Step 2 — Store & search
Pick one of two backends. Use pgvector when the data already lives in your Postgres tables and you want it covered by RLS, joins and SQL. Use S3-Vectors when you want a standalone vector store that scales independently of the database.
Option A — pgvector (Postgres)
Store embeddings in a vector column and search with a SQL function. The schema
and matching function (run once, in the SQL editor):
create table documents (
id bigint primary key generated always as identity,
content text not null,
embedding vector(384)
);
create index on documents using hnsw (embedding vector_cosine_ops);
create or replace function query_embeddings(embedding vector(384), match_threshold float)
returns setof documents
language sql stable
as $$
select *
from documents
where documents.embedding <=> embedding < 1 - match_threshold
order by documents.embedding <=> embedding asc;
$$;From Kotlin, insert the vector as ordinary row data, then call the function with
rpc. The query vector is just the List<Double> from Step 1:
val db = createDatabaseClient(client)
// Insert: the embedding is sent as a normal column value.
@Serializable data class NewDoc(val content: String, val embedding: List<Double>)
db.insertTyped("documents", NewDoc(content = "…", embedding = embedding.getOrThrow()))
// Search: call the SQL function and decode the matching rows.
@Serializable data class MatchArgs(
val embedding: List<Double>,
@SerialName("match_threshold") val matchThreshold: Double,
)
@Serializable data class Doc(val id: Long, val content: String)
val matches: SupabaseResult<List<Doc>> =
db.rpcTyped<MatchArgs, List<Doc>>(
function = "query_embeddings",
params = MatchArgs(embedding = embedding.getOrThrow(), matchThreshold = 0.8),
)Option B — S3-Vectors (storage)
This library has a dedicated, fully typed S3-Vectors client: a bucket holds one or more indexes, each index has a fixed dimension and distance metric, and you put and query vectors directly.
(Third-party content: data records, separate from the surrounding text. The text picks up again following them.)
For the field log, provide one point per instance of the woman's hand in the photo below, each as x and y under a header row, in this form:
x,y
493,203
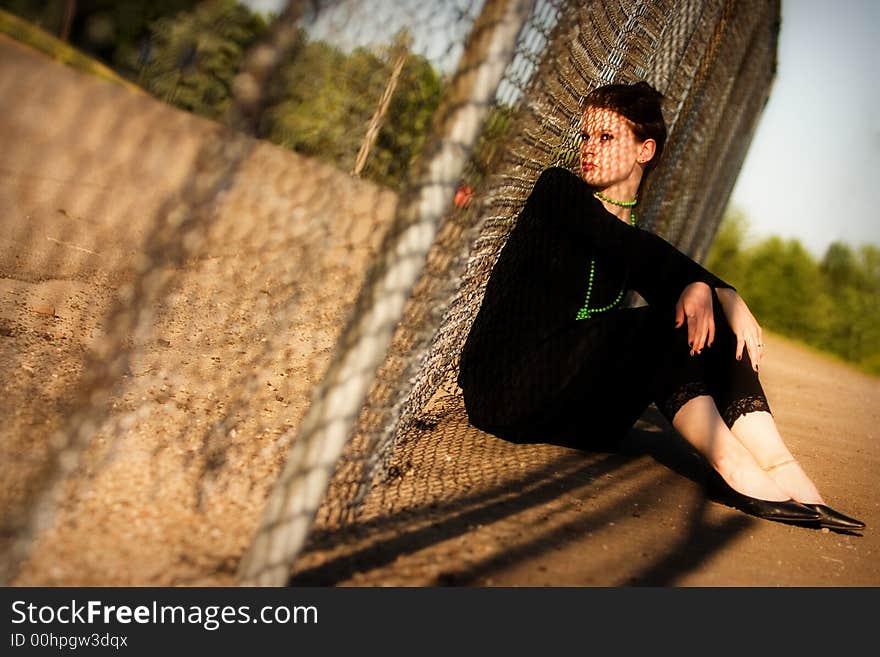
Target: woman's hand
x,y
744,325
695,306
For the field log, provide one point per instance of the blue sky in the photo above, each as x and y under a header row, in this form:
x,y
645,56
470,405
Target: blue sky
x,y
812,170
813,163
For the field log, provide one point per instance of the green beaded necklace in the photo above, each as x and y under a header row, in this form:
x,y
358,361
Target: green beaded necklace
x,y
586,312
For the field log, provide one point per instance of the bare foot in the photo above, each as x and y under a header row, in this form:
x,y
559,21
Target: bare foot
x,y
791,478
744,476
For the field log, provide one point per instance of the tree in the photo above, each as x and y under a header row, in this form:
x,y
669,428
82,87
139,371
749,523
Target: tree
x,y
193,56
323,101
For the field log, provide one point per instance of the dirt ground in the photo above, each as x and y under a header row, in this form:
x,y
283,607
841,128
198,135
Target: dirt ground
x,y
239,325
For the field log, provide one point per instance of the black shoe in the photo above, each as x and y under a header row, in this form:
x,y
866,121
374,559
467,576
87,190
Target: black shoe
x,y
781,511
832,519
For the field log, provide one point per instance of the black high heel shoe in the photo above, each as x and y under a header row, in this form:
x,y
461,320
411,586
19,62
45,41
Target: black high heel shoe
x,y
781,511
832,519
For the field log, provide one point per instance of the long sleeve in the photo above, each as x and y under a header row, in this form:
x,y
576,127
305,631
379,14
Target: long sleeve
x,y
654,267
541,276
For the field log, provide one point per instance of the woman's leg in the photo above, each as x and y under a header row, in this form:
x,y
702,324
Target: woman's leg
x,y
690,390
758,433
699,422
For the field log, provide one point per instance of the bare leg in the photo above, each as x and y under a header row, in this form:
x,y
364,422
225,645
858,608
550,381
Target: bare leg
x,y
700,424
757,431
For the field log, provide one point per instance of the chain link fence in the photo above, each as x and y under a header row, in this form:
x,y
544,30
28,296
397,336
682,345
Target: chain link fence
x,y
230,360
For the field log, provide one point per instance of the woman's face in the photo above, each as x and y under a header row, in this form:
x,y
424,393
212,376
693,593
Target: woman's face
x,y
610,150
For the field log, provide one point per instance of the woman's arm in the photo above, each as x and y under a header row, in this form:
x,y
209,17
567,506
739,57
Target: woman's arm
x,y
744,325
655,268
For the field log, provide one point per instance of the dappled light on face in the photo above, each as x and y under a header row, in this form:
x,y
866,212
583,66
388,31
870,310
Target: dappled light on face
x,y
609,150
178,282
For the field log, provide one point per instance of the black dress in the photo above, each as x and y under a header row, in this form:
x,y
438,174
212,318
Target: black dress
x,y
530,370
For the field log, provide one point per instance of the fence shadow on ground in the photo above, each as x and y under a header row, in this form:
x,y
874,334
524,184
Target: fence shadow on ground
x,y
410,538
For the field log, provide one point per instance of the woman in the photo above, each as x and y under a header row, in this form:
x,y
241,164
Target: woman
x,y
552,354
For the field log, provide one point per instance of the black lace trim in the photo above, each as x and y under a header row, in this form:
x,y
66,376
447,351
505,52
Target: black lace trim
x,y
671,405
739,407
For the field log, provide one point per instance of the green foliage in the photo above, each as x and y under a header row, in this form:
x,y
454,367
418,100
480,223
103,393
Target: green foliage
x,y
115,31
194,56
833,304
323,99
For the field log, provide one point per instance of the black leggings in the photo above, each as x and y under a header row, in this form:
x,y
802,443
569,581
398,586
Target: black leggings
x,y
733,384
643,359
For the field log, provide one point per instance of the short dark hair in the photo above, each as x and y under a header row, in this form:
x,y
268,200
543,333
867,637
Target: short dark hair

val storage = createStorageClient(client)
// One-time setup.
storage.createVectorBucket("docs")
storage.createVectorIndex(
vectorBucketName = "docs",
indexName = "embeddings",
dataType = VectorDataType.FLOAT32,
dimension = 384,
distanceMetric = VectorDistanceMetric.COSINE,
)
// Store vectors (1..500 per batch). Attach metadata for filtering/retrieval.
storage.putVectors(
vectorBucketName = "docs",
indexName = "embeddings",
vectors = listOf(
VectorObject(
key = "doc-1",
data = VectorData(float32 = embedding.getOrThrow()),
metadata = buildJsonObject { put("content", "…") },
),
),
)
// Nearest-neighbour search.
val results =
storage.queryVectors(
vectorBucketName = "docs",
indexName = "embeddings",
queryVector = VectorData(float32 = embedding.getOrThrow()),
topK = 5,
returnMetadata = true,
)
results.onSuccess { response ->
response.vectors.forEach { match ->
println("${match.key} — distance ${match.distance}")
}
}The full surface — listVectorBuckets, getVectorIndex, listVectorIndexes,
getVectors, listVectors, deleteVectors, deleteVectorIndex,
deleteVectorBucket — is on the Storage client.
End to end
The whole pipeline is three existing clients working together:
functions.invokeTyped(...)→ your Edge Function runsgte-smalland returns the embedding.db.insertTyped(...)/storage.putVectors(...)→ store it.db.rpcTyped("query_embeddings", …)/storage.queryVectors(...)→ search it.
No special “AI” API, no magic — the same Result-first, thin-over-REST building blocks used everywhere else.